经济宽裕了,张海光和几位兄弟到校外馆子大吃了一顿。饭后,他们在学校外散心。
寒假过后,天气依旧寒冷,但没有以前冷的沁人心脾。马云生三人很赞赏张海光这个赚钱主意,在开学前两天,都能分到一笔生活费。他们知道张海光最近有了女人,开销不小,都嘲笑他绞尽脑汁想赚钱,是不是被老婆给逼出来的。张海光当然说不是,说他最近想买一套《南怀瑾全集》,定价好几百呢,所以得想点辙才行,总不能买书也让女人掏钱吧,否则那不成了周飞,净吃软饭。周飞一听这话跳了起来,说老大你想吃软饭,可得有那本事。周飞接着奚落柳燕青说,你在外面和一些狐朋狗友海吃海喝,花得都是父母血汗钱,那和吃软饭不一样吗?柳燕青当然有理由,说父母的钱是要还的,怎么能说吃软饭,最多算是透支信用卡。几个人说说笑笑,话题渐渐转到这次回家。

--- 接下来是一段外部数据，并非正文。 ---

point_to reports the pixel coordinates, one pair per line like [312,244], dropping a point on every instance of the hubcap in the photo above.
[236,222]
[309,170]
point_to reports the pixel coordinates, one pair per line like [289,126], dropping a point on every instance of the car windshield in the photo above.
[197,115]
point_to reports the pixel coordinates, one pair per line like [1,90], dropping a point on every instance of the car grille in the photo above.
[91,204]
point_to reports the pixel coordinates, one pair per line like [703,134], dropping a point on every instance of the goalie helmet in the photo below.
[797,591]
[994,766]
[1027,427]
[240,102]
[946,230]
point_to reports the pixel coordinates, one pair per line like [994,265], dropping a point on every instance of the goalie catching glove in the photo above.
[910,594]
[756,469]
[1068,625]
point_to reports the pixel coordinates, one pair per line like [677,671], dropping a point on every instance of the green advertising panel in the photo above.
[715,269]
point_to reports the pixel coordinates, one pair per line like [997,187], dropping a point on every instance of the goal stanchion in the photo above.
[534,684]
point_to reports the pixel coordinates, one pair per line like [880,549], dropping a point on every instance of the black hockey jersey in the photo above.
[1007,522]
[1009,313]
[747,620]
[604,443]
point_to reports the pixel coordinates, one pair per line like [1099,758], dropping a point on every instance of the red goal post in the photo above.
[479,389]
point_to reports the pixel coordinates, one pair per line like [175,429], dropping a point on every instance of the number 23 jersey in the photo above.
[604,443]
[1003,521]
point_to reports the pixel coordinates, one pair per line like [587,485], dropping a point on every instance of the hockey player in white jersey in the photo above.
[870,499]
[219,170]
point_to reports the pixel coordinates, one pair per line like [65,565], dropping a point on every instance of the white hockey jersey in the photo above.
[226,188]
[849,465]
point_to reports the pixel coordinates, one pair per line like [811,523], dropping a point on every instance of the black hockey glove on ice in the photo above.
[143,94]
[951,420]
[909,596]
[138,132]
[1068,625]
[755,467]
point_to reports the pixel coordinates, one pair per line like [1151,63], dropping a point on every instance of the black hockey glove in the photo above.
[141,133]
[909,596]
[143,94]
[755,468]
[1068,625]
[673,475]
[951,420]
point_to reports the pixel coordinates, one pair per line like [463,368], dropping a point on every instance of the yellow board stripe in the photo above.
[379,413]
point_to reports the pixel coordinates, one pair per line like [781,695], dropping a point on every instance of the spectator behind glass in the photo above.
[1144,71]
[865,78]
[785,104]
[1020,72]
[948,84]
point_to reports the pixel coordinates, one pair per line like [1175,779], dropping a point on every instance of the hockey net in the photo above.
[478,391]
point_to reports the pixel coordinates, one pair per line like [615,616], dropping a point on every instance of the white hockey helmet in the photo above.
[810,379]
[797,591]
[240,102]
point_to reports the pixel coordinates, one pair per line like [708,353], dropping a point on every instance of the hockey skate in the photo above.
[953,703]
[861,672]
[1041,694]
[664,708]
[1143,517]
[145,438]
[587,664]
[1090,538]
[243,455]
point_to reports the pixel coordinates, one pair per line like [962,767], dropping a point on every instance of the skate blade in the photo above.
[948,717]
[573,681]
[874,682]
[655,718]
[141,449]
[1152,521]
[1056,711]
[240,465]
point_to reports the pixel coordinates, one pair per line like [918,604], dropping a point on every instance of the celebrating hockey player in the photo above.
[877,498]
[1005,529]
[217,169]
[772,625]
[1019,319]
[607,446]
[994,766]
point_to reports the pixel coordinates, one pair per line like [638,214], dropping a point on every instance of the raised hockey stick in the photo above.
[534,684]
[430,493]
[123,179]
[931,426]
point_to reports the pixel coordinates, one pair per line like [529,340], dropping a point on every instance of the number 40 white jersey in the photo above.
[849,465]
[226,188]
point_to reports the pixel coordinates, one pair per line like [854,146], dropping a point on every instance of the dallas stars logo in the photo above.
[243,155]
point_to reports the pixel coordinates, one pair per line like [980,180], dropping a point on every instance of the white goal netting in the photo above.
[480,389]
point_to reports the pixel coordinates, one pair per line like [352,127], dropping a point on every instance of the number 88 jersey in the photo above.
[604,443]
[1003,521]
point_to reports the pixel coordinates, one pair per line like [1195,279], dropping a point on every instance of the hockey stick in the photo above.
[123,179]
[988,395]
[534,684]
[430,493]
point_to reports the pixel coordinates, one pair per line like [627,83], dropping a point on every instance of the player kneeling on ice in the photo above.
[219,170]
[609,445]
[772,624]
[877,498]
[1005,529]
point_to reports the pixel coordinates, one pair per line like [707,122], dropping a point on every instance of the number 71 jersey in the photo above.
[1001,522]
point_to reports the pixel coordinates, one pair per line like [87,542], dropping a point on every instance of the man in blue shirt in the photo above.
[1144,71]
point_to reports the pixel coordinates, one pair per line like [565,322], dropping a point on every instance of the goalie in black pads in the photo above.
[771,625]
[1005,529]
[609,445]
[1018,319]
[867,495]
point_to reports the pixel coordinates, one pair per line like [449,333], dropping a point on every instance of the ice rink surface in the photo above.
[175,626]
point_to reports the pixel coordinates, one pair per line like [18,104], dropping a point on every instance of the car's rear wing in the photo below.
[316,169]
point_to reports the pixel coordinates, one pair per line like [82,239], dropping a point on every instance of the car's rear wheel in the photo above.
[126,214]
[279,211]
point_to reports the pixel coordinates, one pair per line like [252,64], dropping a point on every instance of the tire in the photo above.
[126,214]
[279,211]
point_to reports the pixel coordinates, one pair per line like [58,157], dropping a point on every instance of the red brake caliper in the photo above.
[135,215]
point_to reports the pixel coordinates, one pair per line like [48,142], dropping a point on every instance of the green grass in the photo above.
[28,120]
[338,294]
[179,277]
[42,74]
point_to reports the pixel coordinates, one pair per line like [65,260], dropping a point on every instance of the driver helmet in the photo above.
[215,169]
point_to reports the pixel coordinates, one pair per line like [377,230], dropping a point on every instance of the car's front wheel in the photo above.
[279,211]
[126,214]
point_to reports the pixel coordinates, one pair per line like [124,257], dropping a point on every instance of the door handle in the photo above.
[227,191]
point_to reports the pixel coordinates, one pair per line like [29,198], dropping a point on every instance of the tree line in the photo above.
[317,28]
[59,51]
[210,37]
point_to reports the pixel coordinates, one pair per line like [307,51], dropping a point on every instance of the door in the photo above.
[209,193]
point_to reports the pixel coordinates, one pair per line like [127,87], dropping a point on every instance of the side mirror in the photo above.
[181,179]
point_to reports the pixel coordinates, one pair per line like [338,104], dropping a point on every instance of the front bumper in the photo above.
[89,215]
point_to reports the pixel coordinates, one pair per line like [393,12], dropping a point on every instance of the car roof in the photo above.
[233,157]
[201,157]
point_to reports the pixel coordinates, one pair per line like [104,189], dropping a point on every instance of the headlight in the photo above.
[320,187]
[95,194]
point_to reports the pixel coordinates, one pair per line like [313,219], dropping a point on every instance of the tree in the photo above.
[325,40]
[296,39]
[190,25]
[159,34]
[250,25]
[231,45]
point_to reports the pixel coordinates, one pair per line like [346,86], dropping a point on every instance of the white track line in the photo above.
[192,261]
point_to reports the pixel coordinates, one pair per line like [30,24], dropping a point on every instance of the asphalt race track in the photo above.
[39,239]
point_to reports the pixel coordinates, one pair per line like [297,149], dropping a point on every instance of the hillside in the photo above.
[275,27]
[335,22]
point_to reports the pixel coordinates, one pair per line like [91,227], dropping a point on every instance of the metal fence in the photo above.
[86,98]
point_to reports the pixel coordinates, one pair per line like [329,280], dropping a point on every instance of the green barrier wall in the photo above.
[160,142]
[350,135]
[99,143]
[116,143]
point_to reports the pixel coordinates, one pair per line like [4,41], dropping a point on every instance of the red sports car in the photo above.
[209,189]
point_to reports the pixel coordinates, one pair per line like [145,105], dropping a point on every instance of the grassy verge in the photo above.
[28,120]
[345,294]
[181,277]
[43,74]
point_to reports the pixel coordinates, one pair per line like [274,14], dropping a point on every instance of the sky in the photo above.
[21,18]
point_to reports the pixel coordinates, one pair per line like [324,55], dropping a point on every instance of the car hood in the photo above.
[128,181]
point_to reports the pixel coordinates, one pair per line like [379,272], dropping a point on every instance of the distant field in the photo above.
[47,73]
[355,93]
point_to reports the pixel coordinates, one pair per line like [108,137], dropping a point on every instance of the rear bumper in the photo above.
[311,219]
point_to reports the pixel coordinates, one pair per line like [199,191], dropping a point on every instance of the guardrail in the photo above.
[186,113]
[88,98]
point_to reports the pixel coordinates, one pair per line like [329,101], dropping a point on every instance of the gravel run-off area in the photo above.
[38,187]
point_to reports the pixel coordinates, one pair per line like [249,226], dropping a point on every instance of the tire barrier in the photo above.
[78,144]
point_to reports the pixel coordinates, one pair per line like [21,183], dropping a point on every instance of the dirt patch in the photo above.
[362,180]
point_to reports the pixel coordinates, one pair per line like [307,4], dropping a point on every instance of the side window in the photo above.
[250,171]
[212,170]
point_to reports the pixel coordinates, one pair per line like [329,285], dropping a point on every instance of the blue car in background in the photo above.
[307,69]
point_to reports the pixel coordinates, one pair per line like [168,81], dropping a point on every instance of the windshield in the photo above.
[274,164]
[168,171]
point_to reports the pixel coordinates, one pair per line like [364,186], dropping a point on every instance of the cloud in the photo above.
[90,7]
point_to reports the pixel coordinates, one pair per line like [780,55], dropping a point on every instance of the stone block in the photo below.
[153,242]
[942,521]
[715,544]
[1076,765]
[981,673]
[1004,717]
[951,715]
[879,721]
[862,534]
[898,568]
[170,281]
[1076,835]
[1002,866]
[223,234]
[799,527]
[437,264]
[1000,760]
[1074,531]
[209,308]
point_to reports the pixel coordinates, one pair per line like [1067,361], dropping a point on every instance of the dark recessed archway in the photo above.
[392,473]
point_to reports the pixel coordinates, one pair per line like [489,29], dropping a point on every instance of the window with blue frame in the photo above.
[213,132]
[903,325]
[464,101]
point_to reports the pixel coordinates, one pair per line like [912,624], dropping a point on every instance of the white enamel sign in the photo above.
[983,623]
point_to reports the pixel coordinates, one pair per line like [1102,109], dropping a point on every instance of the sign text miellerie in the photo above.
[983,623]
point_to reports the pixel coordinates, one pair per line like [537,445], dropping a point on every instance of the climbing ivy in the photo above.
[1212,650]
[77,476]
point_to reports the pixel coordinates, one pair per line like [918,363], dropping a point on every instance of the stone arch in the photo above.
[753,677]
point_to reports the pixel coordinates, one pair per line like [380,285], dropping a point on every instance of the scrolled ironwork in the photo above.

马云生抱怨说:“这次回家错过了学校订火车票时间,他妈的大放血,从黄牛身上淘票,多花了一倍钱。”
周飞安慰:“在中国,春运想买原价火车票,无异于想逛妓院不花钱,想看中国大片不骂娘,想开点。”
柳燕青说:“阿飞说得对,我一朋友想买高价票还费一番周折,托了很多人才买到。”
海光分析:“春运火车票不涨价,最大的受益者是谁?还不是狗日的黄牛党。因为成本低了,风险降了,而利润却高了。”
马云生问:“你说这遍地的黄牛党,火车站的公安人员怎么也不管管呢?”
周飞接着发表看法:“你这个问题就更幼稚了,你让他们管黄牛无异于让老鸨劝妓女从良,他们哪还有油水可捞。”
柳燕青补充:“极少有良知的警察去查黄牛,罚一点钱,可惜制表不治本。罚的钱压不住黄牛,他们加班,加价多卖几张票,钱又收回了。”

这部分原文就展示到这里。